CoT, in addition, when with a combined self-consistency decoding method performs with further improvement on reasoning abilities. In this method, it takes a majority vote over all generated answers to get the most consistent answer for the final answer (Wang et al., 2022). However, among CoT based methods, Faithful CoT, performs best. Faithful CoT is a two- stage reasoning method, In the first stage of Translation, the problem is translated into a reasoning chain with interleaving Natural Language (NL) and symbolic Language (SL) component, NL decomposes it further into subproblems, and SL handles each problem separately. In the second stage of Problem solving, a deterministic solver is used to reach the final solution (Lyu et al., 2023). Faithful CoT performs even better than Least-to-Most prompting, discussed below.

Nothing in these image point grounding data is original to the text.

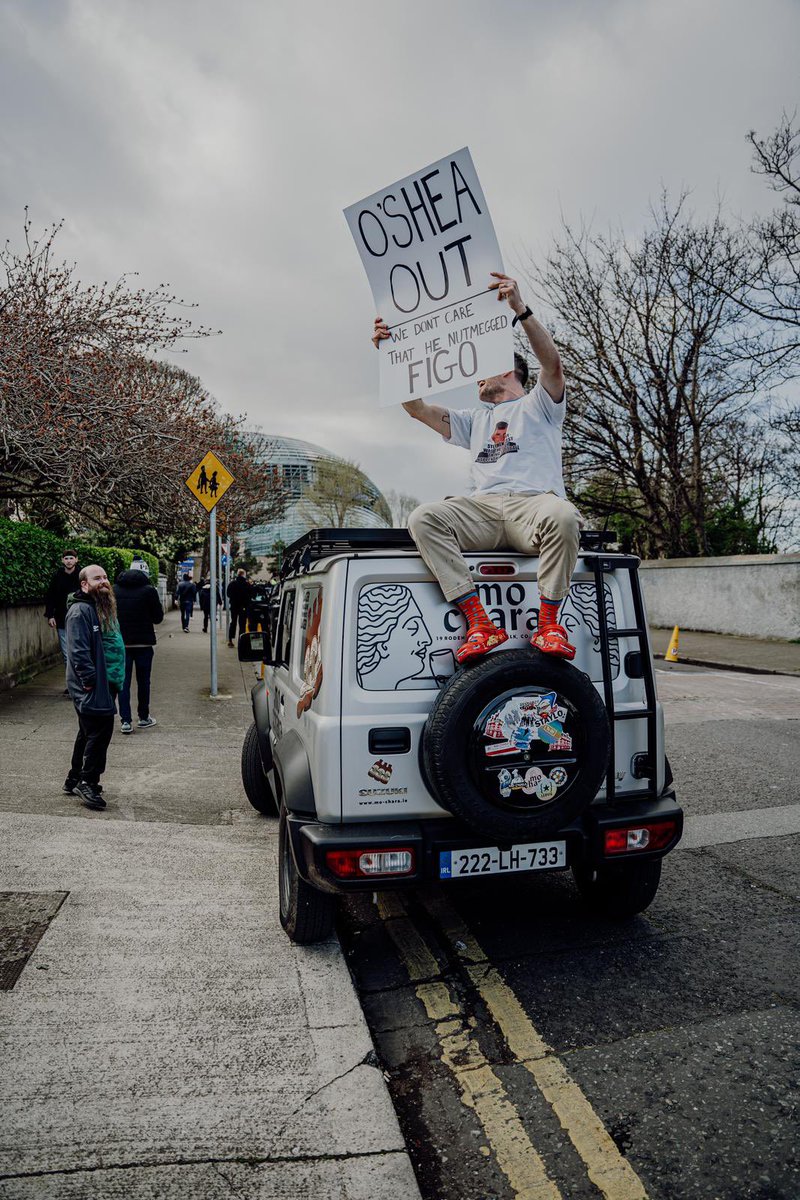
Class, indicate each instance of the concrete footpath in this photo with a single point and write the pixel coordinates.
(164, 1038)
(729, 652)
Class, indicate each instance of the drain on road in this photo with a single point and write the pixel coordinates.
(24, 918)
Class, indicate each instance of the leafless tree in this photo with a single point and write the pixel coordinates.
(660, 359)
(775, 297)
(91, 426)
(402, 505)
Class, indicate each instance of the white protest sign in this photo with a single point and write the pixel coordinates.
(428, 246)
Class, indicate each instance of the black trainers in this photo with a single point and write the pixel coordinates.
(70, 787)
(90, 795)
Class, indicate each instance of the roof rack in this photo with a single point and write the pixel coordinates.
(319, 543)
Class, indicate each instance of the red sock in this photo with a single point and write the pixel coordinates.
(548, 612)
(475, 612)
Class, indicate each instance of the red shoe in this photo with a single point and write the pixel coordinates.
(480, 642)
(552, 640)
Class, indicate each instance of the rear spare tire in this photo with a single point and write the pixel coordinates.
(517, 745)
(257, 785)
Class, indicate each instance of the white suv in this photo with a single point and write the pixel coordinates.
(389, 765)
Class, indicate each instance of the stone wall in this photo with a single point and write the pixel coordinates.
(26, 642)
(755, 595)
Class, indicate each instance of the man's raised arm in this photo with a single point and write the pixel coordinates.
(541, 343)
(433, 415)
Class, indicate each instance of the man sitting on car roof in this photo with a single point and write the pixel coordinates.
(516, 498)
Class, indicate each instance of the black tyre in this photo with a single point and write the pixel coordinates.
(257, 785)
(619, 889)
(306, 913)
(517, 745)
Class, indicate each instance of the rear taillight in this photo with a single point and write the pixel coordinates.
(641, 837)
(504, 570)
(367, 864)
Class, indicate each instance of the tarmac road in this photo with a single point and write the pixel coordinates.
(535, 1050)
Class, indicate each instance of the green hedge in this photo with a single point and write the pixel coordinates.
(29, 557)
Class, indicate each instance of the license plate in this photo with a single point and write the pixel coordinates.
(535, 856)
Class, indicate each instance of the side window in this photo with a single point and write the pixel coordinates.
(310, 612)
(283, 647)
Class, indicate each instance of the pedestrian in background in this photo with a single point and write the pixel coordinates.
(138, 609)
(62, 585)
(95, 675)
(186, 598)
(239, 599)
(204, 600)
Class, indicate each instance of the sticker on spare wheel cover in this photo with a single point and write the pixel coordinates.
(521, 721)
(546, 790)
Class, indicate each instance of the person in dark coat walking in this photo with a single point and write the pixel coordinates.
(138, 609)
(204, 600)
(95, 675)
(239, 597)
(186, 598)
(61, 587)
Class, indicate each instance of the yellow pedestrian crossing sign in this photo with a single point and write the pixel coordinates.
(209, 481)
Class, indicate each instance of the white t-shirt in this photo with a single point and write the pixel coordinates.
(516, 445)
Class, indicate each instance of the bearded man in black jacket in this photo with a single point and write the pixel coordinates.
(138, 609)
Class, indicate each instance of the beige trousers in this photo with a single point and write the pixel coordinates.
(542, 525)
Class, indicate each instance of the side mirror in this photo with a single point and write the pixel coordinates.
(254, 648)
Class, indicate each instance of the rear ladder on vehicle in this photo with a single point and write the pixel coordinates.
(602, 565)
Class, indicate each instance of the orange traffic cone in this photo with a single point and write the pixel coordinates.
(672, 649)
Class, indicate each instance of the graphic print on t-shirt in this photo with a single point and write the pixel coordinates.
(499, 444)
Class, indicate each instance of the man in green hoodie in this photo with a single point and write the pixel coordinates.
(95, 675)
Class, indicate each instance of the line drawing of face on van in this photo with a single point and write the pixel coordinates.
(392, 639)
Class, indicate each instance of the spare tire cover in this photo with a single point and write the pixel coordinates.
(517, 745)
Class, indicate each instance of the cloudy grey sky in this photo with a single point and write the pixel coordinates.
(214, 145)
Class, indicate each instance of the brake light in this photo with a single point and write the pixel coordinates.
(498, 569)
(632, 838)
(366, 864)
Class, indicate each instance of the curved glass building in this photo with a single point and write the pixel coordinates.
(296, 461)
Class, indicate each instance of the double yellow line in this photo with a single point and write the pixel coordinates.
(481, 1089)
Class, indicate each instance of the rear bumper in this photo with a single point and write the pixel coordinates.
(584, 838)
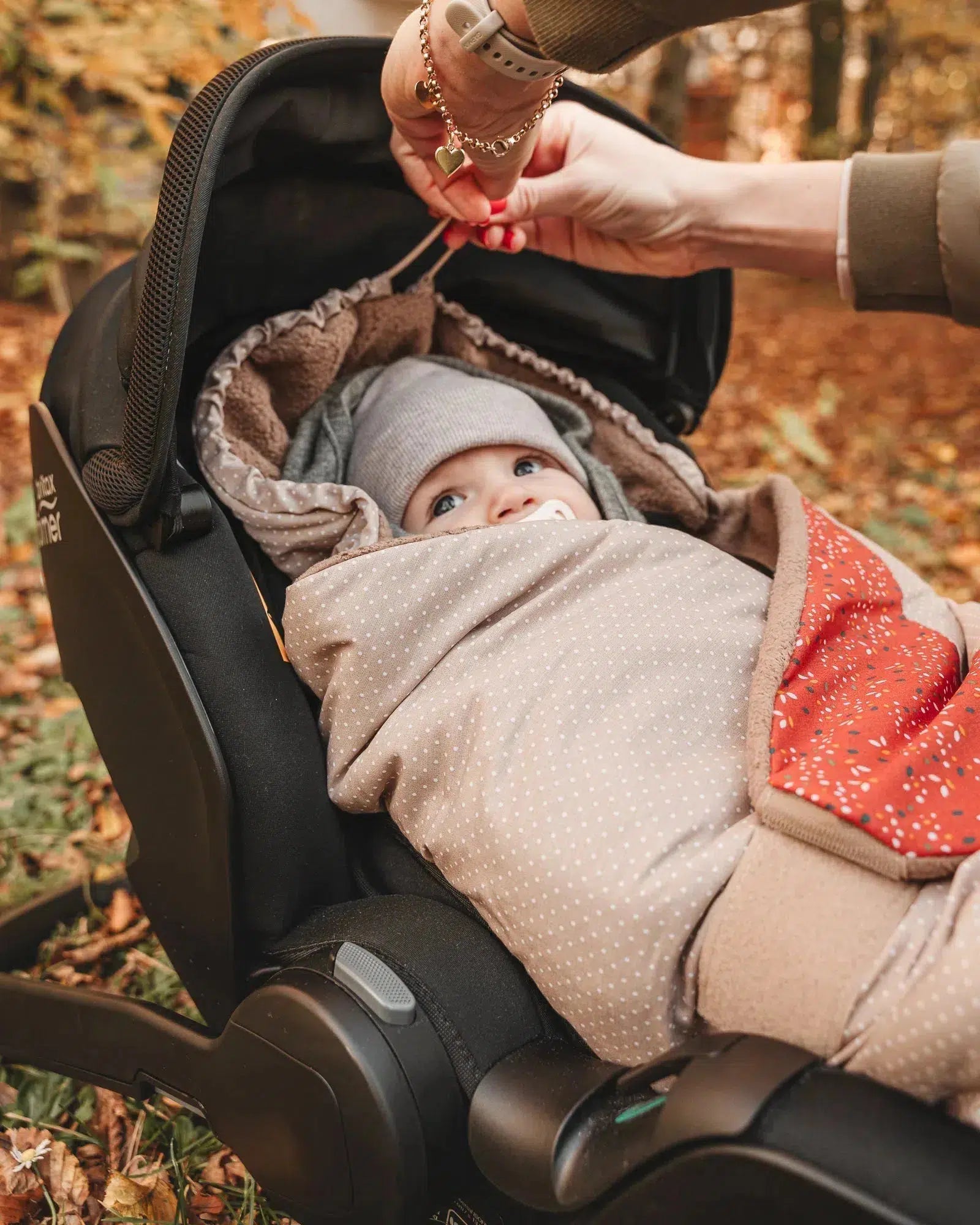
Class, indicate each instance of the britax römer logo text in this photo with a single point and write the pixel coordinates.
(50, 518)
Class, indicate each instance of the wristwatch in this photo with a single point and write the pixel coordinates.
(483, 31)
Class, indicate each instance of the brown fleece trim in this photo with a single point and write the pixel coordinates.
(271, 385)
(251, 422)
(743, 524)
(792, 939)
(970, 620)
(390, 329)
(892, 231)
(818, 827)
(301, 363)
(959, 225)
(782, 625)
(619, 439)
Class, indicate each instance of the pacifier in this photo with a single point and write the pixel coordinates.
(554, 509)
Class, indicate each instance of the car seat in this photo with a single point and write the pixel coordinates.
(369, 1049)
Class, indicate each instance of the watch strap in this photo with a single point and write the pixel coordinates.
(483, 32)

CoT, however, performs poorly when presented problems to LLMs are harder than the given exemplars. Least-to-Most (LtM) prompting method is proposed to resolve this generalization problem. In LtM, each problem is subdivided into a list of subproblems, and then solved sequentially where the answer of the previous problem is appended into the prompt of the next sub-problem. (Zhou et al., 2022)
Another proposed method to resolve CoT inefficient generalization is Program of Thoughts (PoT). (Chen et al., 2022) proposed PoT prompting to delegate computations steps to an external Python interpreter. This procedure significantly reduces lines of code necessary and can still perform better than CoT under both - few-shot prompting and zero-shot prompting (where no additional exemplar is provided in the prompt). Similar to PoT, we have a Program-aided Language (PAL) model that uses the Python interpreter as an intermediate reasoning step. PAL is somewhat congruent with Faithful CoT. (Gao et al., 2023) proposed PAL as a one stage method where each problem is composed of interleaved NL and Programming Language (PL) statements.

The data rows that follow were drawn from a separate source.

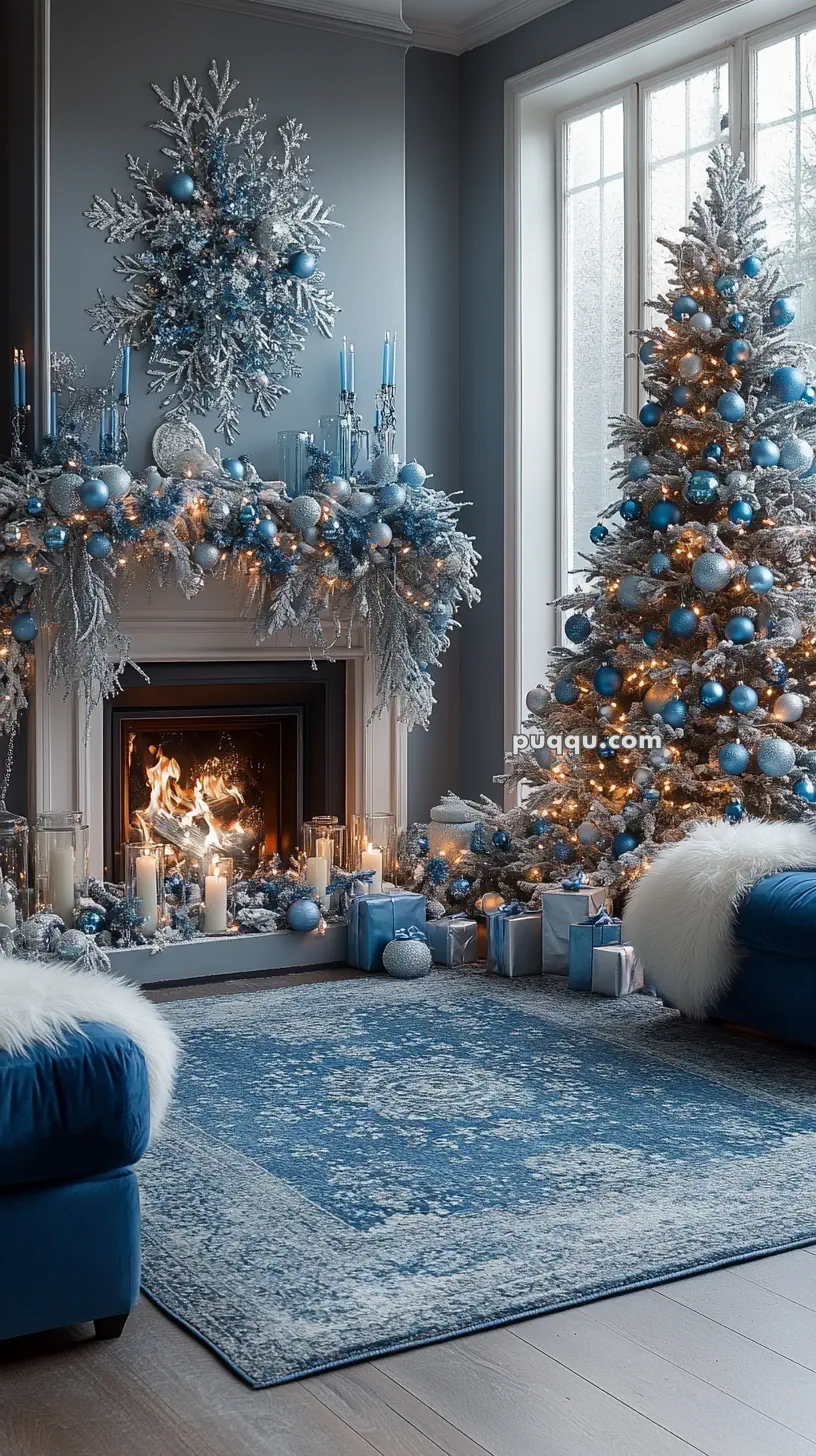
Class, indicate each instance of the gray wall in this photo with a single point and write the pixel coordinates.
(481, 128)
(432, 258)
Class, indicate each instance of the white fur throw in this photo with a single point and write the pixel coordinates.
(40, 1001)
(681, 912)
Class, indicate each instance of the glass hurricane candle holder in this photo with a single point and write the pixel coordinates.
(144, 880)
(217, 890)
(60, 861)
(373, 846)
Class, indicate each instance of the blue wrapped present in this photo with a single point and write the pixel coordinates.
(599, 929)
(513, 939)
(373, 920)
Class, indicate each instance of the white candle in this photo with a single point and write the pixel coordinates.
(372, 859)
(147, 891)
(318, 875)
(61, 883)
(214, 904)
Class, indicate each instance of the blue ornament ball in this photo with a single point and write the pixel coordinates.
(703, 488)
(730, 406)
(93, 494)
(783, 312)
(739, 629)
(577, 628)
(787, 385)
(99, 545)
(302, 264)
(759, 580)
(733, 757)
(711, 693)
(682, 622)
(608, 682)
(764, 453)
(675, 712)
(738, 351)
(775, 757)
(181, 187)
(650, 414)
(24, 626)
(740, 513)
(566, 690)
(743, 699)
(663, 514)
(303, 915)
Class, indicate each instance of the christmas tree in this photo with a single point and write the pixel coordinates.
(695, 618)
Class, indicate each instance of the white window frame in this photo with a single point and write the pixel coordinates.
(676, 41)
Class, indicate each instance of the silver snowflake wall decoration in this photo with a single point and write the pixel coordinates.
(225, 287)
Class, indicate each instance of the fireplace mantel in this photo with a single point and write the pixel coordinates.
(163, 626)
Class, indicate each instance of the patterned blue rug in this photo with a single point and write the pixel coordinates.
(360, 1166)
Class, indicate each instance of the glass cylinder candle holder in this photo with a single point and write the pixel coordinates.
(373, 846)
(60, 861)
(293, 459)
(217, 890)
(13, 867)
(144, 880)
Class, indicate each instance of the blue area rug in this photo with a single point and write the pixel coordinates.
(360, 1166)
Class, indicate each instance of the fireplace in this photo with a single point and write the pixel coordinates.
(222, 756)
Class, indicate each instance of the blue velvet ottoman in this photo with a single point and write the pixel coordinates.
(73, 1120)
(774, 989)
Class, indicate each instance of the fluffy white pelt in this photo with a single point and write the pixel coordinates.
(681, 913)
(40, 1001)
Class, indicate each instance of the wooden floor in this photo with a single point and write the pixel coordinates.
(723, 1363)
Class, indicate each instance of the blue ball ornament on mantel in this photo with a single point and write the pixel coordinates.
(303, 915)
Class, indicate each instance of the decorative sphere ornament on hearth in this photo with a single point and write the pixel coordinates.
(99, 545)
(407, 960)
(24, 626)
(775, 757)
(787, 708)
(711, 693)
(663, 514)
(536, 699)
(743, 699)
(206, 555)
(703, 488)
(733, 757)
(303, 915)
(711, 571)
(691, 367)
(730, 406)
(181, 187)
(93, 494)
(764, 453)
(577, 628)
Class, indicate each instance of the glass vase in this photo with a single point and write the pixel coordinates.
(144, 880)
(60, 861)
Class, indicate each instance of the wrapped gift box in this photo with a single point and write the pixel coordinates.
(373, 920)
(513, 941)
(560, 909)
(453, 939)
(585, 938)
(615, 970)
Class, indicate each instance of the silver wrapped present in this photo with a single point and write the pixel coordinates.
(615, 970)
(560, 909)
(453, 939)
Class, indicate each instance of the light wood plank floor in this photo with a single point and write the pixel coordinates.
(722, 1365)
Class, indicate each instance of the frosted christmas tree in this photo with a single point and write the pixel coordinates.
(697, 612)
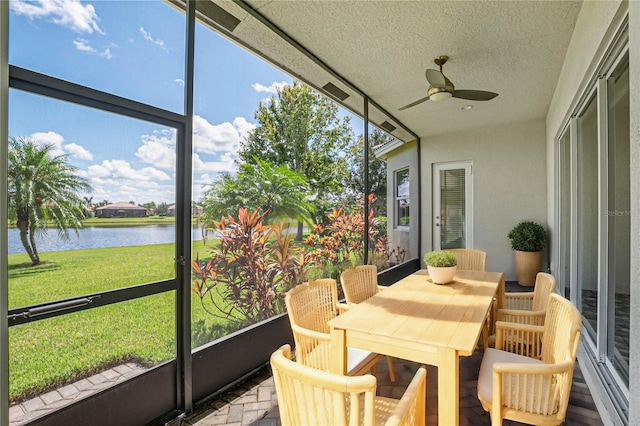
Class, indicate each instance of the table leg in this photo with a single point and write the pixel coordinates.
(448, 387)
(338, 351)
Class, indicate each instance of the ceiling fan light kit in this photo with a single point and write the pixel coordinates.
(442, 89)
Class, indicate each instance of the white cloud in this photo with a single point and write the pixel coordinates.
(78, 151)
(71, 14)
(147, 36)
(273, 88)
(159, 149)
(83, 46)
(51, 138)
(225, 164)
(212, 139)
(243, 126)
(120, 170)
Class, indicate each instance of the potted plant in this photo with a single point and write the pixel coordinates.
(441, 265)
(528, 240)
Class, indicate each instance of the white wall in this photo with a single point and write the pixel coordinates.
(509, 183)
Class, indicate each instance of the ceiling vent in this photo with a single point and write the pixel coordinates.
(387, 126)
(218, 15)
(336, 91)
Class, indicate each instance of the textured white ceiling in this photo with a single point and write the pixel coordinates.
(514, 48)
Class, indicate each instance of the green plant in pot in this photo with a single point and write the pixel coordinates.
(528, 240)
(441, 265)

For further enhancement in reasoning with LLMs, a vision component is also taken into account in a proposed method of Multimodal Chain-of-Thought. It is another two-stage method. In the first stage of rationale generation, vision and language input gets concatenated to generate rationale, which again in the second stage get concatenated with original language input to provide the final answer (Zhang et al., 2023).
General perception about improving LLM models’ accuracy is based on three factors: amount of computation, number of model parameters, and training dataset size. However, aforesaid methods provide brilliant examples to any aspiring researcher for intuitive thinking that can bolster reasoning ability without continuously ever-increasing size of LLMs.
Methodology
First of all, a more thorough literature review will be essential to get a complete grasp on each and every proposed method for solving linguistic complexity with LLM reasoning.
Then, it has been established that when the model scale is less than 100B, CoT prompting can even be detrimental (Qiao et al., 2022). Therefore, future experiments to grow advanced reasoning abilities must be conducted on larger-scale models.
In cases of live interaction with autonomous agents, incorporating a vision component should boost reasoning abilities with fewer prompts. In this scenario, incorporating self-supervised learning methods such as SimCLR can be beneficial to learn labels on object-in-sight that are even partially hidden or distorted. Another method that can be tried is to approach the problem of CoT generalization with a probabilistic approach. With fewer prompts, this approach can provide an uncertainty measure of reasoning paths. Afterwards, one with maximum likelihood can be then passed onto the Python interpreter to reach the final answer.
When it comes to benchmarking datasets, we already have multiple datasets in each section of reasoning – arithmetic reasoning, symbolic reasoning, commonsense reasoning, logical reasoning, and multimodal reasoning, with highest in arithmetic reasoning – almost 20.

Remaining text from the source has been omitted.